The usual practice is to perform the transforms from inside outwards, so T_3I, for example, is T_3 of the inversion (that is, the inversion around pitch-class 0). This is called "left orthography", where the operator appears to the right of the operand. TnI is then often written simply I_n, which means the inversion such that corresponding pitch-classes sum to n (i.e. one of the axes of symmetry is n/2). If you check it, you'll find that I_n accomplishes the same as TnI. So the 2n transformations in the dihedral group on a universe of n elements can be labelled T0, T1, T2... Tn-1 and I0, I1, I2... In-1.

Best --Jon

--- In tuning-math@yahoogroups.com, Jon Wild <wild@...> wrote:
>
>
> [Paul Hj]:
> > In the case of inverse complementation, it is sets that map into
> > themselves through TnI (transpose + mirror inversion). One thing
I am
> > not settled on, is should it be transpose THEN inverse or inverse
THEN
> > tranpose?
>
> The usual practice is to perform the transforms from inside
outwards, so
> T_3I, for example, is T_3 of the inversion (that is, the inversion
around
> pitch-class 0). This is called "left orthography", where the
operator
> appears to the right of the operand. TnI is then often written
simply I_n,
> which means the inversion such that corresponding pitch-classes sum
to n
> (i.e. one of the axes of symmetry is n/2).
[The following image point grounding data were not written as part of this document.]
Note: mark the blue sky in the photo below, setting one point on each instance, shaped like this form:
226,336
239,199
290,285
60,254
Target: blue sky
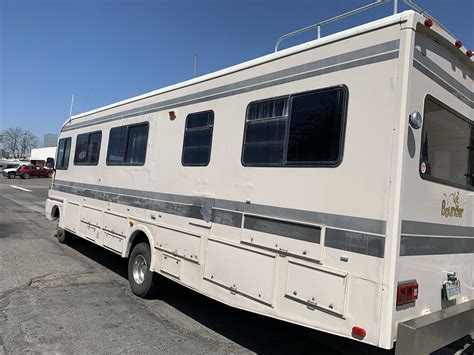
104,51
If you check it, you'll
find
> that I_n accomplishes the same as TnI. So the 2n transformations in
the
> dihedral group on a universe of n elements can be labelled T0, T1,
T2...
> Tn-1 and I0, I1, I2... In-1.
>
> Best --Jon
>
Thanks for the clarification. So sometimes an axis of symmetry is
a non-integer value? (11/2 for example)?

It's interesting that Polya's method gives the right values for
symmetrical sets, but not with the correct Tn values (If you create
a grid). However, transposition, complementability, and inverse-
complementability all pan out correctly --- It's in one of my posts
from a week or so ago - I guess its not terribly importantwhich sets
map into themselves under different TnI but I still think it would
be fun to find a formula that would do this correctly for symmetrical
sets...